Posts Tagged ‘fish flies’

How to live with fish flies …

Wednesday, June 24th, 2009
The female fish fly lays an average of 4,000 eggs on the surface of the water.

The female fish fly lays an average of 4,000 eggs on the surface of the water.

If you live near a lake or river in Windsor-Essex County, chances are you’re battling fish flies. Interesting to read in The Windsor Star how people are coping with them: some are power-washing them off their buildings — even filling three wheelbarrows full! — while others are just leaving the flies sit where they land until fish fly season ends.

So far, I’ve only had a dozen or so fish flies stick to my lakefront house in Leamington, most of them on the roadside of the house, where there is a lantern on my front lawn (fish flies are attracted by lights). Inside the house, I’ve been careful to keep the lights off, even watching a bit of TV in the dark!

According to University of Windsor biology graduate student Ellen Green, we are only into Week 1 of a three-week fish fly mating season. If you see big blobs of brownish stuff on the surface of the water near shorelines, that’s probably fish fly eggs: after mating, the females head to the water to lay about 4,000 eggs each! The eggs then sink to the bottom, where they hatch. The first evolution of the newly hatched fish fly will camp out in the sediment for up to two years before beginning its journey to the surface and out of the water for the in-air mating dance.

As a newcomer to Leamington, I had been warned by locals that these shad fly-like creatures stink like dead fish when you power-wash them off the house.  When I confirmed this fact with a nearby neighbour, he told me there’s a way around that: don’t power wash!

How to keep your house free of fish flies then? Here’s Don’s no-stench solution: blow them off with a leaf blower!

Since I don’t own a leaf blower (and can’t stand the gazillion-decibel racket they make), I think I will join Riverside Drive businessman Eduard Meyer and just leave the fish flies where they land. The poor things only live about three days anyway. After that, they’ll dry out under the beating sun, turn to dust and blow away … until next season!
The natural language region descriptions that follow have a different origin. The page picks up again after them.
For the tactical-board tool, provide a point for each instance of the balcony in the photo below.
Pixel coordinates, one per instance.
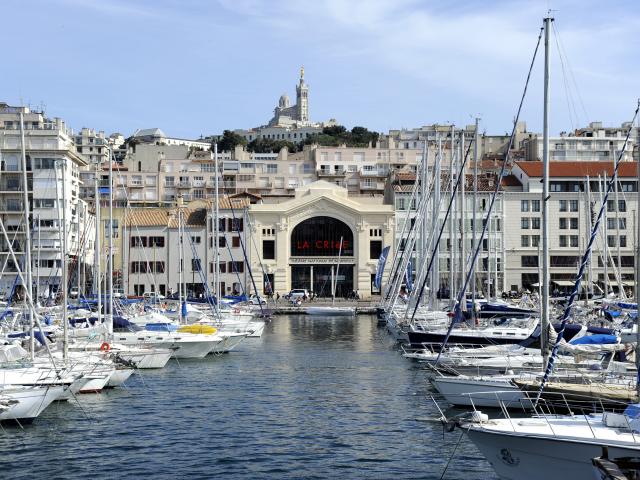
(374, 173)
(331, 173)
(11, 207)
(371, 186)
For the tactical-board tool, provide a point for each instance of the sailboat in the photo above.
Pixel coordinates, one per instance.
(332, 310)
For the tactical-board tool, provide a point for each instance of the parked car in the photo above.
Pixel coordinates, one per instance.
(256, 300)
(153, 296)
(297, 293)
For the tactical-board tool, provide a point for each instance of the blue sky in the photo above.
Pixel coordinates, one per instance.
(195, 67)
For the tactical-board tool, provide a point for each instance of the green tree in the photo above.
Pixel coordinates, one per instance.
(230, 140)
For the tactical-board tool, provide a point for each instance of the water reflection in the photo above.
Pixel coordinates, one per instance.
(313, 398)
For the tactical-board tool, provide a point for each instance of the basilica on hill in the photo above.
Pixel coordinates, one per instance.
(297, 115)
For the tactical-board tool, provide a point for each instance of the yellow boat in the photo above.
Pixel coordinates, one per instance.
(206, 329)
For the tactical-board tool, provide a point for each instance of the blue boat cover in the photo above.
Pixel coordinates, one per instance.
(161, 327)
(633, 410)
(597, 339)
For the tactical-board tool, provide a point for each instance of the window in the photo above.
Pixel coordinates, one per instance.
(138, 242)
(622, 205)
(375, 249)
(573, 239)
(269, 249)
(235, 225)
(573, 205)
(535, 205)
(157, 242)
(535, 240)
(236, 267)
(44, 203)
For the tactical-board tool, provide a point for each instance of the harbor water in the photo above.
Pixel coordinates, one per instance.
(313, 398)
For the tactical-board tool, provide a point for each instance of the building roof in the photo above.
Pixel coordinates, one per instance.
(511, 181)
(194, 214)
(579, 169)
(149, 132)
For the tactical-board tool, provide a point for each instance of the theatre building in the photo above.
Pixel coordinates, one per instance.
(320, 235)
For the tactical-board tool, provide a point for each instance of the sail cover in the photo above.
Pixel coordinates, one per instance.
(381, 261)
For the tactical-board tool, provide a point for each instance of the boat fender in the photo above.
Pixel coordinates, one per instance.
(479, 417)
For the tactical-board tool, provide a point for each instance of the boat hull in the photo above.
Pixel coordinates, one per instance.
(516, 456)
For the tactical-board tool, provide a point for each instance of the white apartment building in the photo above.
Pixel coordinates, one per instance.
(149, 245)
(53, 183)
(363, 171)
(585, 145)
(574, 204)
(491, 258)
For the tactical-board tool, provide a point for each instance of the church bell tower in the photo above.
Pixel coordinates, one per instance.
(302, 99)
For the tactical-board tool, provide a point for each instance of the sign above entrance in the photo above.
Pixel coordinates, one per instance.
(323, 261)
(321, 237)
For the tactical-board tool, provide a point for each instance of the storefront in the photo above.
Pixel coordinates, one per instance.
(322, 240)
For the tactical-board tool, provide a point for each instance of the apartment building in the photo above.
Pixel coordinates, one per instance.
(489, 273)
(576, 190)
(148, 247)
(53, 186)
(590, 144)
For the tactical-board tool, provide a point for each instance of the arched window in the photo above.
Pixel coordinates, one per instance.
(320, 237)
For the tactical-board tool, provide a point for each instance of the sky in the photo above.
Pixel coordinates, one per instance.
(197, 67)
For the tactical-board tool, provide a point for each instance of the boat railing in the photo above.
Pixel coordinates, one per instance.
(554, 405)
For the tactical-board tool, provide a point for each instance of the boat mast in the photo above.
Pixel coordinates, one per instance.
(435, 215)
(335, 286)
(463, 230)
(63, 243)
(96, 257)
(27, 236)
(475, 220)
(451, 220)
(637, 260)
(605, 240)
(544, 321)
(216, 228)
(110, 255)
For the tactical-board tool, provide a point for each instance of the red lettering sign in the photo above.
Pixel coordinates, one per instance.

A Welcome Wagon full of flies

Saturday, May 23rd, 2009

When I woke up and the gazillions of Sturgeon Creek flies (those brain-challenged flies that look like mosquitoes on steroids) that had been clinging to the road side of my new house for three days were almost gone, I thought maybe the neighbours were exaggerating about this two-week fly horror.

Well, they were right.  It was when I opened the curtains to the sliding doors on the lakeside of my little rancher that I realized — they’re baaaaaack!!  There were so many of them that I could barely see out the windows. Even the deck and the picnic table on it were covered in flies!

Welcome to lakeside living, said my new hairdresser, Brad, the owner of Salon 22 in Kingsville. From my description, though, it seems there are more flies at my house in Leamington than down the road in Kingsville. Of course, everyone in the salon was only too eager to regale this newcomer to Lake Erie living with tales of worse to come. They said gigantic fish flies (some call them June bugs) will arrive any time now — and could blanket my house for up to 4 weeks!  Bonus: they stink like dead fish!

For someone who likes a clean house, lakeside living is becoming an eye-opener.  I thought the spiders and their web-building games were a nuisance.  But at least I could sweep the webs away with a scoping broom (I have since been informed I should call Butch to spray for spiders twice a year). With the Sturgeon Creek flies, I have determined that a power washer is the only thing to get their dead carcasses — and green poop — off my light blue siding and white window sills.

I might need extra tools in my cleaning arsenal, but I figure it’s all worth it to live by the lake.  After all, that’s why I moved to Leamington.  So bring on the fish flies — I’m armed and ready!

If anyone knows any tricks to keep all those flies away, please let me know.